J'ai déjà un peu répondu aux questions relatives à la Convention citoyenne pour le climat. Les citoyens se sont organisés en association, puisque la Convention est presque terminée – il n'y aura plus qu'une réunion d'évaluation des premières propositions qui seront faites, en fin d'année. Cette association est notre interlocuteur. Nous l'associons aux différentes phases de concertation, tant avec les acteurs qui auront à appliquer les propositions qu'avec les parlementaires constitués en groupe de travail. Pour l'instant, celui‑ci est uniquement composé de députés, mais nous espérons que les sénateurs nous rejoindront une fois qu'ils auront terminé leurs épisodes électoraux.

Nous ne pourrons pas nous concerter avec tous les citoyens de France. Les initiatives de conventions locales sont très positives, mais elles sont organisées en concertation avec les collectivités qui le souhaitent, au niveau local. Toute une vie de territoire s'instaure, à propos de laquelle nous n'avons pas à intervenir. Mon travail se limite aux 146 propositions de la Convention citoyenne retenues par le Président de la République – c'est déjà beaucoup !

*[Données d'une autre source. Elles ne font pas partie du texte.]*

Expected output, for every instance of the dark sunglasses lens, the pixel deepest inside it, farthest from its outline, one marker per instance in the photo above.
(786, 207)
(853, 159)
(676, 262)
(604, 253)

S'agissant du fret ferroviaire, l'effort sera consenti de plusieurs manières. Il concernera d'abord les investissements en dur, donc les infrastructures, notamment pour favoriser les autoroutes ferroviaires. Plusieurs projets de mise aux normes ou de creusement de tunnels seront financés. Un travail concernera également les péages. Les autres chantiers sont en cours de définition. Je vous apporterai une réponse plus précise le moment venu. Les 4,7 milliards d'euros du plan de relance affectés au ferroviaire concernent aussi le fret et l'aide à la SNCF. Des arbitrages ont été effectués jusqu'à la semaine dernière pour définir ces différentes parts, mais j'ignore s'ils ont été rendus publics. En tout état de cause, les investissements seront lourds. Sans cela, nous ne pourrons pas développer le fret. Or la baisse de la part du fret ferroviaire est catastrophique. Nous travaillerons aussi au raccordement des ports. Notre ambition consiste à créer un maillage entre les ports, les grosses d'autoroute ferroviaire et les péages, afin de revenir sur le bon chemin.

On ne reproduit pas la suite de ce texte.